Japan’s Monju nuclear reprocessing reactor, plagued by safety errors, offline for most of 20 years
Errors found in safety management of Monju reactor http://www3.nhk.or.jp/nhkworld/english/news/20150903_28.html Sep. 3, 2015 Japan’s nuclear regulators have found fresh faults with the safety management of the country’s fast-breeder reactor, which is currently offline. They say they have found thousands of errors in safety classifications of the equipment and devices at the Monju reactor.
The operator of the prototype reactor in Fukui Prefecture, central Japan, has been banned from conducting test runs since 2013 following discoveries of a large number of safety inspection oversights.
The Nuclear Regulation Authority says it has recently found at least 3,000 mistakes with safety classifications of equipment and devices at the reactor during its regular inspections which are conducted 4 times a year. Its officials say, equipment and devices with high importance were, in some cases, classified in lower ranks in the 3-level system, which suggest the operator might have failed to carry out necessary inspections for them.
The errors found recently include those going as far back as 2007. The fact suggests that government inspectors have also overlooked the operator’s mistakes. The operator, Japan Atomic Energy Agency, built the Monju fast-breeder reactor in the early 1990s to reuse the spent nuclear fuel MOX, a mixture of plutonium extracted from spent fuel and uranium.
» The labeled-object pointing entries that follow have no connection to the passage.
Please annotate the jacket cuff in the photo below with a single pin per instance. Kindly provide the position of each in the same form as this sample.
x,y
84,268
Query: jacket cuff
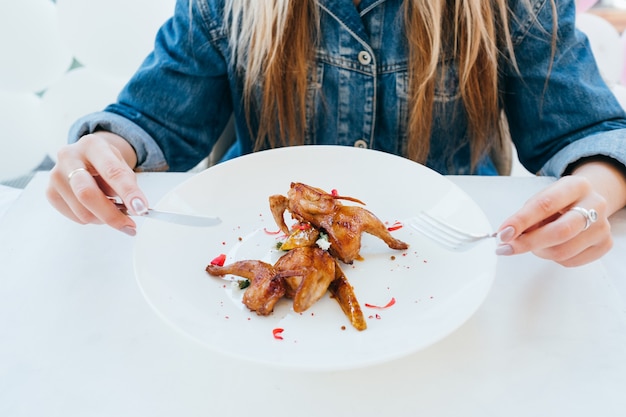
x,y
611,144
149,155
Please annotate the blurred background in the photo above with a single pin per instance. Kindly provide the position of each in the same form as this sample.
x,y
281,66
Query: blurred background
x,y
62,59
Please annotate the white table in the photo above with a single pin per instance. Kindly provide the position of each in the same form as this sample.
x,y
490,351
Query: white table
x,y
77,339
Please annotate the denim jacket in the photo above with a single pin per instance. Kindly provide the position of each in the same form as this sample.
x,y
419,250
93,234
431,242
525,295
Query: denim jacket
x,y
177,104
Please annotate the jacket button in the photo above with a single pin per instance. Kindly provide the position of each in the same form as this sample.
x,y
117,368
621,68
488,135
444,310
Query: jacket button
x,y
365,58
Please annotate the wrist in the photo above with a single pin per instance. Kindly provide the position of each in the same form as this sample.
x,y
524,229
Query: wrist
x,y
608,178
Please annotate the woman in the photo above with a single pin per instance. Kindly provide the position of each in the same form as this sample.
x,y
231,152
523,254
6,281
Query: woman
x,y
434,81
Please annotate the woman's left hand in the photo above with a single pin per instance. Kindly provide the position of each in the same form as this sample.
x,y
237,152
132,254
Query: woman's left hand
x,y
552,227
547,225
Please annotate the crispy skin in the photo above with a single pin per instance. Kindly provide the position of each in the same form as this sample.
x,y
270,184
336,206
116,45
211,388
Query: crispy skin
x,y
307,271
343,292
302,274
343,224
265,287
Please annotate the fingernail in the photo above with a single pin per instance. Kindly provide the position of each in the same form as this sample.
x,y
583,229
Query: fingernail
x,y
128,230
506,234
138,206
504,250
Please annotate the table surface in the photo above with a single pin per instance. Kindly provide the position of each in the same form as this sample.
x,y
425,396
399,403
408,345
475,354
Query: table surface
x,y
78,339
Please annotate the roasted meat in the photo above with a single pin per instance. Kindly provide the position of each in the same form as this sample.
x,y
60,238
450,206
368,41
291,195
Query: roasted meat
x,y
343,292
344,225
265,289
303,274
307,272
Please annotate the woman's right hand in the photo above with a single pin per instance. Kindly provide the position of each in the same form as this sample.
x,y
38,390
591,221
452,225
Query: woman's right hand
x,y
91,171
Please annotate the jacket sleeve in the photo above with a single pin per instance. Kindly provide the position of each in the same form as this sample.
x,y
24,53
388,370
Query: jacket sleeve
x,y
175,107
558,107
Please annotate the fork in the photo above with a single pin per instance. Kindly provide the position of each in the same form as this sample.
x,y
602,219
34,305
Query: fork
x,y
445,234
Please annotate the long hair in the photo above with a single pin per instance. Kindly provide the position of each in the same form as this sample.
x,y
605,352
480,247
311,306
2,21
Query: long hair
x,y
273,43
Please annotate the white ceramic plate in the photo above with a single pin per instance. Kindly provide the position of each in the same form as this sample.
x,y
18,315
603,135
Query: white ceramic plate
x,y
435,290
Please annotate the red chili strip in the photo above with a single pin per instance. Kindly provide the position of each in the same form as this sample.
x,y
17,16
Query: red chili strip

But it has been offline for most of the period after it underwent a fire from a leak of sodium, the reactor’s coolant, in 1995.
The operator aims to conduct the reactor’s test run by next March. But it is uncertain when the ban by the authority will be lifted. The plant’s director, Kazumi Aoto, says he will take the government’s report seriously. An NRA inspector, Yutaka Miyawaki, says the regulators will try to identify the actual effects of the errors.